U.S. Customs and Border Protection is offering similar bonuses across the entire country. The new incentives reflect the Trump administration’s intense focus on border security, as well as the struggles that all law enforcement agencies have faced when trying to fill staff openings in recent years.
In Maine, U.S. Customs and Border Protection has increased enforcement patrols and arrests, and ramped up other tools along Maine’s 98-mile international land and sea border to meet new directives, according to Houlton Sector Chief Patrol Agent Juan Bernal.
“We have always known that once we get a little more aggressive with consequence delivery, it will have an impact,” Bernal said during an interview about the new administration. “Once the word gets out, ‘If you break the law, there is a greater probability there will be a consequence,’ it has an effect.”

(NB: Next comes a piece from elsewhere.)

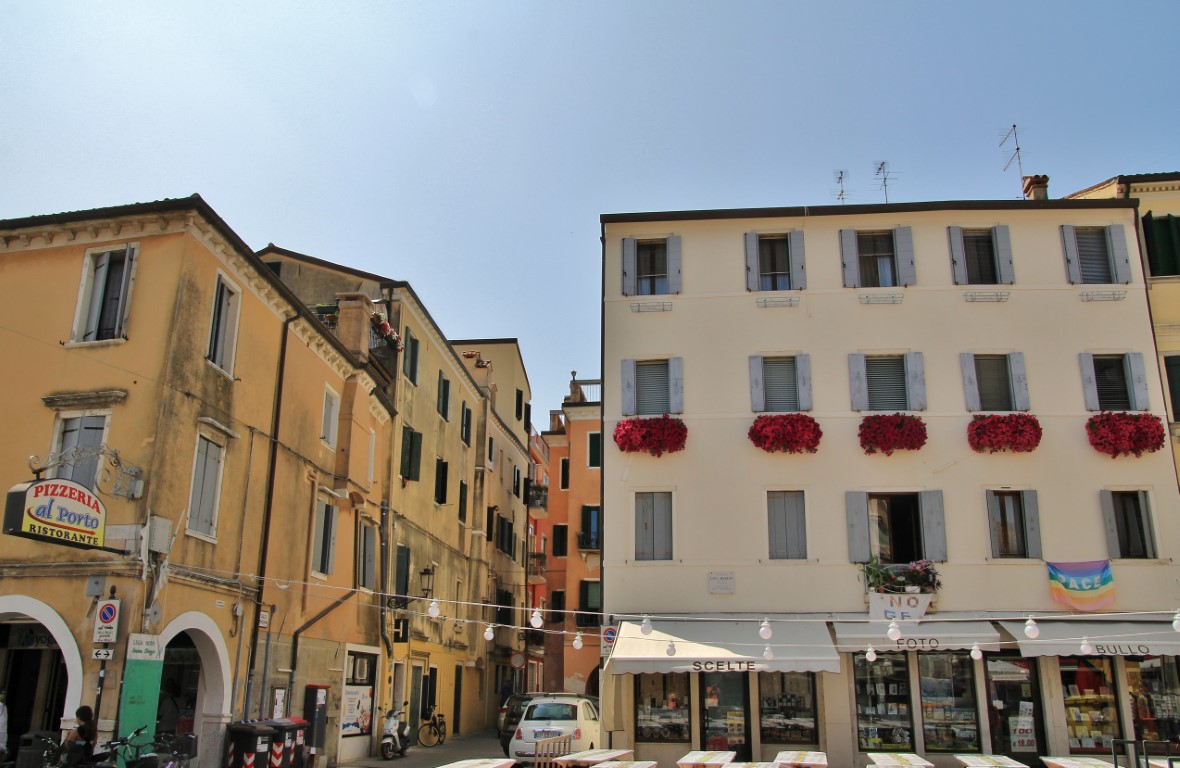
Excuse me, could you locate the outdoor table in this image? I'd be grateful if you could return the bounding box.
[774,750,827,768]
[553,749,635,768]
[676,751,738,768]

There are available duty assignments in Calais, Fort Fairfield, Jackman, Rangeley or Van Buren. Following basic training at the academy in Artesia, New Mexico, new recruits would be assigned to one of these Maine stations.
If hired for the position, salaries are competitive and agents have the potential for promotions that would come with pay of more than $90,000 a year after three years of service, according to CBP.
Candidates must be U.S. citizens, under the age of 40, physically fit and able to pass a background investigation. The agency urged all eligible individuals to apply, singling out military veterans and previous law enforcement officers as strong potential candidates. Candidates must complete the entire preemployment process, including a polygraph test.
The agency said the hiring period will last until the end of this month, with no known future openings for the northern border.